Sunday, March 1, 2015

Review: The Language of Flowers


The Language of Flowers
The Language of Flowers by Vanessa Diffenbaugh

My rating: 4 of 5 stars



This book came to my attention via Goodreads and I subsequently checked it out from the library, still not knowing exactly what it was about. I hate reading the full blurb of a book. I usually read a meager paragragh, never clicking 'more' to read the full description. If one or two sentences haven't grabbed me, then I'm usually on to something else.

So what did I know about this book? A woman with a 'troubled past' uses the language of flowers to improve others' lives. Not much, but the language of flowers part sold me. And I thought it sounded a bit like a French movie, maybe Italian if she finds love too.

I wasn't prepared for Victoria, a traumatized orphan bounced from foster home to foster home until she's finally deemed unadoptable and lives in group homes until she's eighteen. She has no friends, no family, nothing except this obsession with flowers and their hidden language.

The flashbacks to her childhood are painful, but this isn't a novel of graphic physical or sexual abuse. It's about the trauma that lack of love and belonging produces, and about hope.
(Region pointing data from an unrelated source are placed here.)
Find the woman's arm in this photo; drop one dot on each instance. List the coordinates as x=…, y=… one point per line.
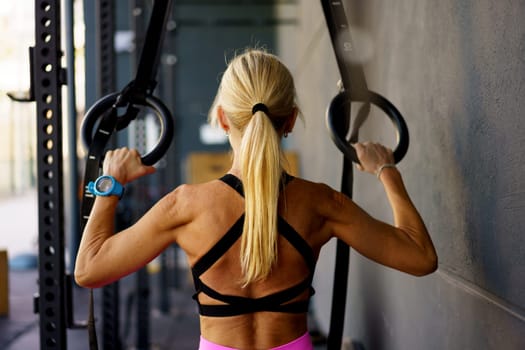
x=405, y=246
x=104, y=256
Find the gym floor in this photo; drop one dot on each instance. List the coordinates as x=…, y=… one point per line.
x=177, y=329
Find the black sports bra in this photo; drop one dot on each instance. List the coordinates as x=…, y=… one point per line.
x=238, y=305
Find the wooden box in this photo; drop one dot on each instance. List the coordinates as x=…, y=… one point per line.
x=206, y=166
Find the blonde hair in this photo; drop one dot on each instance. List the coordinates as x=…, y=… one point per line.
x=250, y=78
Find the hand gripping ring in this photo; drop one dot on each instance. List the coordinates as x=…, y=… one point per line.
x=335, y=116
x=161, y=111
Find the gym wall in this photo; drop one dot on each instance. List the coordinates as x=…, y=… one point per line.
x=456, y=71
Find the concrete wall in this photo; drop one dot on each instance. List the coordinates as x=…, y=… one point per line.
x=456, y=70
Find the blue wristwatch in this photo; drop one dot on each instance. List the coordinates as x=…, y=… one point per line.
x=106, y=185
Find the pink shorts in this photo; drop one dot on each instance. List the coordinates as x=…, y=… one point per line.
x=301, y=343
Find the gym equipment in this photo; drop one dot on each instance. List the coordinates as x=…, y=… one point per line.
x=353, y=89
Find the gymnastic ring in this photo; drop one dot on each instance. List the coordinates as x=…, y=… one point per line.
x=161, y=111
x=338, y=133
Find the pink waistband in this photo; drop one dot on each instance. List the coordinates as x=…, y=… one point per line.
x=301, y=343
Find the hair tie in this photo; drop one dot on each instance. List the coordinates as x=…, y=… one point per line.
x=260, y=107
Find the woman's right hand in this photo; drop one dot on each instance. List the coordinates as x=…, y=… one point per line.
x=372, y=156
x=125, y=165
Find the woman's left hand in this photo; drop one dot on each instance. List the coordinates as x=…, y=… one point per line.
x=125, y=165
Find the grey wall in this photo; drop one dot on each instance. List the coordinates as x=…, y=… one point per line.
x=456, y=70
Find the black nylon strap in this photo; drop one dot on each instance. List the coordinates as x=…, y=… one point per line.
x=208, y=259
x=143, y=85
x=237, y=305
It could at times be difficult to believe in the faith placed in Victoria by seemingly random strangers, but this is set in San Francisco. I don't think this story would work in NYC. It also helps to believe that life isn't in any way random at all, and that the natural state of the human heart is love.

I've said before that I don't like romance, but that doesn't mean I don't like a great love story.